Since I minister to college students, the question of sexual behavior outside of marriage comes up quite frequently. Our cultural environment views the concept of abstaining from sex until marriage as a laughably old-fashioned idea. Most people believe it’s impractical at best and unwise at worst.

Conservative Christian students often struggle deeply with the issue. They’ve been told that premarital sex is wrong but they haven’t always been told why it’s wrong. Many have also been left with the impression that sexuality is inherently evil. Although the Bible contains clear prohibitions against sex outside of marriage (Heb 13:4;1 Thess 4:3-8) it also contains a number of passages celebrating sexuality in the appropriate context (Proverbs 5:15-23 is a great example).

[NOTE: When I speak of marriage here, I am referring to it as a primarily religious institution and not a civil one. The question of whether the government endorses a union is secondary to the question of whether God endorses it. Although the ceremonies and symbols vary between cultures, two elements remain the same: marriage is a lifelong commitment, and it is made in the presence of God and the community. There are almost always formal ceremonies of one kind or another to ensure accountability — marriage is not a private institution, but is also not a governmental one. It’s an agreement entered into by two people who publicly agree to be accountable to the Lord and to others to fulfill their vows].

So if sex is a good thing created by God, why does He limit it to the context of marriage?

First, because marriage (including its sexual aspect) is a reflection of Christ’s relationship with the Church (Eph 5:22-33). And Christ has promised to never leave nor forsake His people (Matthew 28:18-20). Sex creates a bond of physical oneness that implies spiritual and relational oneness also (Gen 2:24-25; 1 Cor 6:15-20). When we create that bond and then rip repeatedly rip it apart, we’re misrepresenting God’s steadfast character. The New Testament never places expectations of purity on those who don’t know Jesus, but for those who do it is critical for this reason.

Second, sex is about more than merely pleasure. Unmarried couples can certainly find pleasure in sex. However, they cannot experience the character transformation and depth of relationship that occurs in the context of a lifelong commitment (see 1 Cor 7:3-5). It’s easy to please a person for a night or a week, or even a year. It’s much harder to practice selfless love for years on end, in the ┬ámidst of physical and financial and spiritual struggles, when there are children tearing through the house or your spouse’s dirty laundry on the floor. But for those who practice that selfless love over time, there is a joy in the relationship that spills over into the sexual arena and includes much more than physical pleasure. And the process of finding that joy changes us into the image of Christ.
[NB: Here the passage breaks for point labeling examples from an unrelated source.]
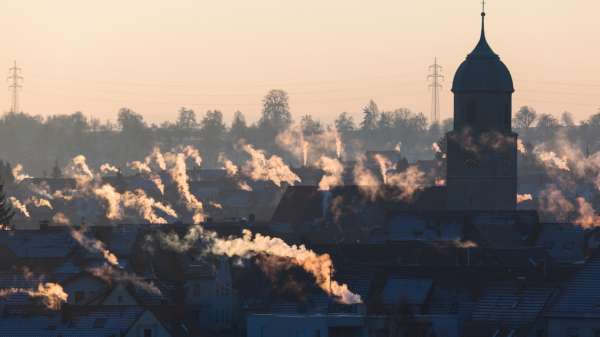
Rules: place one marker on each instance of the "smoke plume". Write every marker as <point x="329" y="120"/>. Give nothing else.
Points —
<point x="523" y="197"/>
<point x="18" y="175"/>
<point x="333" y="173"/>
<point x="272" y="169"/>
<point x="51" y="294"/>
<point x="246" y="247"/>
<point x="17" y="205"/>
<point x="107" y="168"/>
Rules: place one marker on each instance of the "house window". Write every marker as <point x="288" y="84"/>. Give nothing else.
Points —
<point x="79" y="296"/>
<point x="471" y="113"/>
<point x="99" y="323"/>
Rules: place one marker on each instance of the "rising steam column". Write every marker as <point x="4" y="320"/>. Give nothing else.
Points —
<point x="482" y="149"/>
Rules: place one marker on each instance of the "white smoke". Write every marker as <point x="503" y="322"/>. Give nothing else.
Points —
<point x="18" y="175"/>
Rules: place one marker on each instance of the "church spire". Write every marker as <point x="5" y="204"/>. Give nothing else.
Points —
<point x="482" y="49"/>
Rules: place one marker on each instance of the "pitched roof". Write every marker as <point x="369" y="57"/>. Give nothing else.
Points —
<point x="564" y="242"/>
<point x="581" y="297"/>
<point x="499" y="236"/>
<point x="521" y="257"/>
<point x="305" y="203"/>
<point x="41" y="321"/>
<point x="179" y="321"/>
<point x="413" y="291"/>
<point x="502" y="308"/>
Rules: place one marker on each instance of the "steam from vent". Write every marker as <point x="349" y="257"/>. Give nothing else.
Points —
<point x="246" y="247"/>
<point x="107" y="168"/>
<point x="520" y="147"/>
<point x="232" y="171"/>
<point x="51" y="294"/>
<point x="18" y="175"/>
<point x="79" y="170"/>
<point x="94" y="246"/>
<point x="333" y="173"/>
<point x="384" y="165"/>
<point x="179" y="175"/>
<point x="304" y="147"/>
<point x="154" y="157"/>
<point x="156" y="179"/>
<point x="37" y="202"/>
<point x="60" y="218"/>
<point x="550" y="158"/>
<point x="410" y="181"/>
<point x="523" y="197"/>
<point x="338" y="145"/>
<point x="464" y="244"/>
<point x="272" y="169"/>
<point x="398" y="147"/>
<point x="106" y="272"/>
<point x="326" y="196"/>
<point x="17" y="205"/>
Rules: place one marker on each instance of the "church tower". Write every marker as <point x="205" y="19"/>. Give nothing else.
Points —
<point x="482" y="149"/>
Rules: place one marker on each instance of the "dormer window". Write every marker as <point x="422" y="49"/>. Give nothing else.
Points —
<point x="471" y="113"/>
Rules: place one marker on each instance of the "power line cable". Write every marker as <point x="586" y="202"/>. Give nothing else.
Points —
<point x="228" y="86"/>
<point x="219" y="95"/>
<point x="226" y="73"/>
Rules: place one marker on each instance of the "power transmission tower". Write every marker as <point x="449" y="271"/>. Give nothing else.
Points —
<point x="435" y="99"/>
<point x="15" y="87"/>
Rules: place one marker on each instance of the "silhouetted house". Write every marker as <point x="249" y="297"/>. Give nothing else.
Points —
<point x="564" y="242"/>
<point x="515" y="257"/>
<point x="576" y="311"/>
<point x="306" y="203"/>
<point x="513" y="308"/>
<point x="97" y="321"/>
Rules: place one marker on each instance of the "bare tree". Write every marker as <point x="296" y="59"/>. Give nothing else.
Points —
<point x="525" y="118"/>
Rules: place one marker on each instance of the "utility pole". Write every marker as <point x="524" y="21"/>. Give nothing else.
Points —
<point x="435" y="100"/>
<point x="15" y="87"/>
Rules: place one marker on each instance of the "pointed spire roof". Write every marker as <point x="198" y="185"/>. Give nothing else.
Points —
<point x="483" y="48"/>
<point x="482" y="70"/>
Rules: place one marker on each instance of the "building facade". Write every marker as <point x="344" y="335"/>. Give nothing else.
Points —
<point x="482" y="149"/>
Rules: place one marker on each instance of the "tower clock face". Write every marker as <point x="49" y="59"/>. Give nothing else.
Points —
<point x="470" y="159"/>
<point x="506" y="159"/>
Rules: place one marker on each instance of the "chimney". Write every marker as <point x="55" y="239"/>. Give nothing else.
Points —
<point x="44" y="226"/>
<point x="242" y="226"/>
<point x="64" y="310"/>
<point x="520" y="284"/>
<point x="542" y="263"/>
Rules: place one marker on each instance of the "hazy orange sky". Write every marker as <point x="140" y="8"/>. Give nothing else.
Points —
<point x="330" y="56"/>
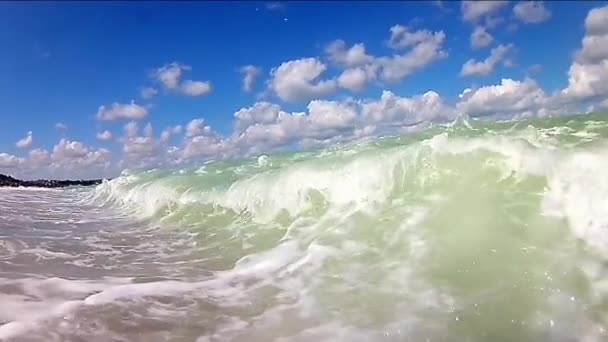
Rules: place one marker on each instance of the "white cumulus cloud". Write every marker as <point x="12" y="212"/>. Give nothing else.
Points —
<point x="588" y="74"/>
<point x="298" y="80"/>
<point x="531" y="12"/>
<point x="473" y="67"/>
<point x="26" y="141"/>
<point x="170" y="76"/>
<point x="249" y="72"/>
<point x="121" y="111"/>
<point x="148" y="92"/>
<point x="475" y="10"/>
<point x="339" y="53"/>
<point x="105" y="135"/>
<point x="480" y="37"/>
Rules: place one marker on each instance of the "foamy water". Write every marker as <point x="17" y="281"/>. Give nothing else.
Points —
<point x="473" y="231"/>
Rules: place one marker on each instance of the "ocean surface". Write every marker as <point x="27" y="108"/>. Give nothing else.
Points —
<point x="469" y="231"/>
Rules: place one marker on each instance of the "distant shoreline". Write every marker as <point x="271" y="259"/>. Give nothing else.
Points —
<point x="8" y="181"/>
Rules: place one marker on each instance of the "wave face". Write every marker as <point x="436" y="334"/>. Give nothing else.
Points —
<point x="472" y="231"/>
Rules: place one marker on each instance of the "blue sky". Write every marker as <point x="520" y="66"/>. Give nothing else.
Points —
<point x="62" y="61"/>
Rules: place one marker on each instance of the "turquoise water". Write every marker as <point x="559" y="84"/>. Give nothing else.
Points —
<point x="472" y="231"/>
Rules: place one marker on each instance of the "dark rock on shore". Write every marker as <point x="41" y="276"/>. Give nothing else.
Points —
<point x="8" y="181"/>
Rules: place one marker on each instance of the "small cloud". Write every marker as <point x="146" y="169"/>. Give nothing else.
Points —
<point x="536" y="68"/>
<point x="195" y="88"/>
<point x="26" y="141"/>
<point x="148" y="92"/>
<point x="61" y="126"/>
<point x="275" y="6"/>
<point x="105" y="135"/>
<point x="531" y="12"/>
<point x="249" y="72"/>
<point x="170" y="76"/>
<point x="121" y="110"/>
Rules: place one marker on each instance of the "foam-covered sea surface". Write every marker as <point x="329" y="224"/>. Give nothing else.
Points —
<point x="469" y="231"/>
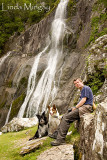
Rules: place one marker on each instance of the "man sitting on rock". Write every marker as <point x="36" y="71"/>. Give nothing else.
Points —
<point x="84" y="106"/>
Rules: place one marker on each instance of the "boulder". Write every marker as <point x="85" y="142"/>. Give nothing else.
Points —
<point x="18" y="124"/>
<point x="30" y="146"/>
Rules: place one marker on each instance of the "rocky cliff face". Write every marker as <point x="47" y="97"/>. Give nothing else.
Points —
<point x="14" y="72"/>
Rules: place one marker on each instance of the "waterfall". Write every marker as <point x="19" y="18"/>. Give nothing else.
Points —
<point x="8" y="115"/>
<point x="38" y="96"/>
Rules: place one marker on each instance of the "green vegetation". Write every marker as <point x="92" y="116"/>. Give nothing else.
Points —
<point x="19" y="14"/>
<point x="97" y="21"/>
<point x="11" y="144"/>
<point x="96" y="80"/>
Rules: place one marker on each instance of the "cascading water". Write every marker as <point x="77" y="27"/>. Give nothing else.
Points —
<point x="39" y="95"/>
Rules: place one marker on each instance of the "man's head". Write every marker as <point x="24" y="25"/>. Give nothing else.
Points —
<point x="78" y="83"/>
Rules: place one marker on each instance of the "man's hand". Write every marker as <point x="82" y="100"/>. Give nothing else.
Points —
<point x="73" y="108"/>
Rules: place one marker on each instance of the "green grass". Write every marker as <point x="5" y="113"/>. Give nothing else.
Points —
<point x="11" y="144"/>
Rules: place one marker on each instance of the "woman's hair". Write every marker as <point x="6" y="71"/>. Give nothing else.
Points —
<point x="78" y="79"/>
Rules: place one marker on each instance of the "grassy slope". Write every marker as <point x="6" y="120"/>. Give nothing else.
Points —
<point x="11" y="143"/>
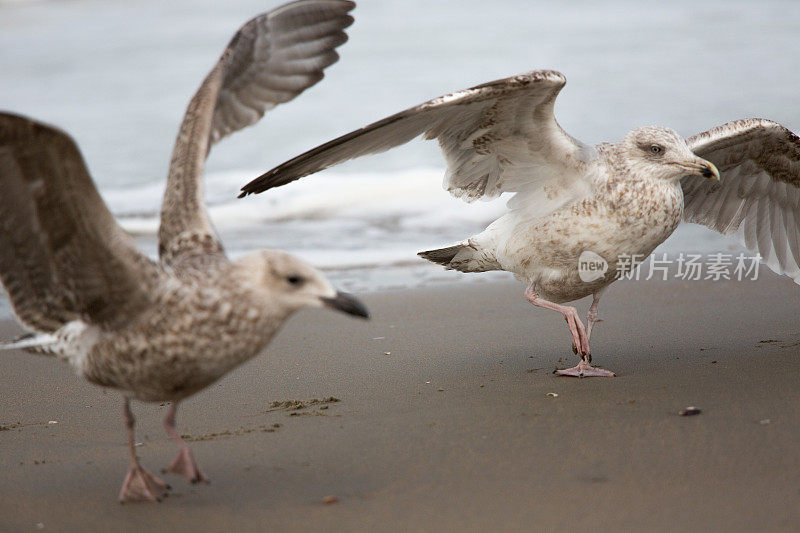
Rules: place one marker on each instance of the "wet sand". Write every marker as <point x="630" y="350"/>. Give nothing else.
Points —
<point x="445" y="422"/>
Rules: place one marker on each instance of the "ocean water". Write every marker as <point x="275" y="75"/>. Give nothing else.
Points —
<point x="118" y="74"/>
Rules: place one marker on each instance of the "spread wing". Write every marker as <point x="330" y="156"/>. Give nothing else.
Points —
<point x="62" y="255"/>
<point x="271" y="59"/>
<point x="497" y="137"/>
<point x="758" y="197"/>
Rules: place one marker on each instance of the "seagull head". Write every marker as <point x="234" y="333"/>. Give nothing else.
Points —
<point x="661" y="153"/>
<point x="291" y="284"/>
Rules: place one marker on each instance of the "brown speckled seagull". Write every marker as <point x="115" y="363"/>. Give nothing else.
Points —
<point x="614" y="202"/>
<point x="160" y="332"/>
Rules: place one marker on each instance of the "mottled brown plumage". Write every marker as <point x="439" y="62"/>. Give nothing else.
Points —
<point x="614" y="200"/>
<point x="161" y="331"/>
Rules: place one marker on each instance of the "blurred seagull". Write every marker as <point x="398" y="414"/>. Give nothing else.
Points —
<point x="607" y="204"/>
<point x="161" y="332"/>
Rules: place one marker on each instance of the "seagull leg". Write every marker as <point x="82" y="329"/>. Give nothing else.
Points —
<point x="139" y="484"/>
<point x="184" y="464"/>
<point x="580" y="338"/>
<point x="591" y="317"/>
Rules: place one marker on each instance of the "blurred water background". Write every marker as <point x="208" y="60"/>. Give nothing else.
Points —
<point x="117" y="76"/>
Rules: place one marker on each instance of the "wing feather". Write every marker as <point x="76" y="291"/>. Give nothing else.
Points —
<point x="759" y="195"/>
<point x="496" y="137"/>
<point x="271" y="59"/>
<point x="64" y="257"/>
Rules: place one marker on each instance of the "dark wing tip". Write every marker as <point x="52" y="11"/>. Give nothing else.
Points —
<point x="262" y="183"/>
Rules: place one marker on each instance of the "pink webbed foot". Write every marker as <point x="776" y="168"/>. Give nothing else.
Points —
<point x="142" y="486"/>
<point x="585" y="370"/>
<point x="185" y="465"/>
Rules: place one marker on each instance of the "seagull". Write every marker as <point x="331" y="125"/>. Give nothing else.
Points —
<point x="608" y="203"/>
<point x="160" y="332"/>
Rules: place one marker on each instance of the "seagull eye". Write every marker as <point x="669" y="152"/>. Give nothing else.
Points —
<point x="295" y="280"/>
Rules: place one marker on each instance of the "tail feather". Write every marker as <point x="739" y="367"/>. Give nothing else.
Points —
<point x="464" y="257"/>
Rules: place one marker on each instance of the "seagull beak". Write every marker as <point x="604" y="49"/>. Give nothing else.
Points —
<point x="346" y="303"/>
<point x="701" y="167"/>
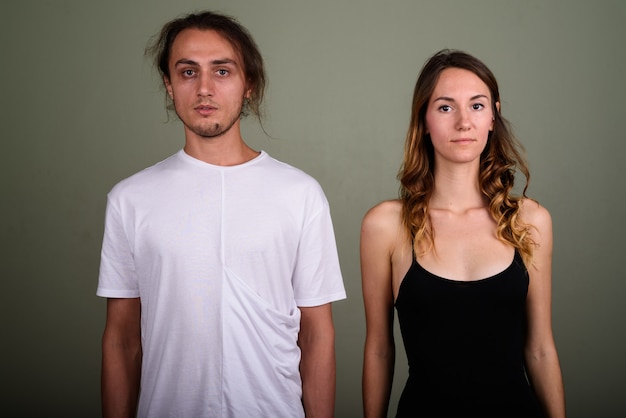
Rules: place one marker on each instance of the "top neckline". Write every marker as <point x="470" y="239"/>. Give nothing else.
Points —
<point x="188" y="158"/>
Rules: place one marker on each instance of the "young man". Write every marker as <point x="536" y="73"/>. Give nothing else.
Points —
<point x="219" y="263"/>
Finally, sex creates families who need stability. Even with birth control, the possibility of pregnancy still exists (I can introduce you to several parents who were diligently using birth control). As much as we try to separate them in our culture, sex and procreation are still closely connected (Gen 1:27-28). And the ideal environment for children is to have two parents both actively involved in their lives (see this article about a study on the topic). I say “ideal” (not “only”) because I know the Lord is gracious, and there are single-parent and divorced homes in which children grow up to know Jesus and are very well-adjusted. But two parents present is the ideal. This is most likely to happen, of course, when the parents are married and have previously made a commitment to raise their kids together.

So the bottom line is that God is not anti-sex. Nor is He out of touch or cruel. Instead, He wants us to experience relationships of true love, joy, and purity with Him and with one another. He wants our lives to be genuine reflections of the character of Jesus. In the area of sexuality, this is best accomplished when sex remains inside of marriage.

What are your thoughts on this issue of sex outside of marriage? Have I forgotten anything?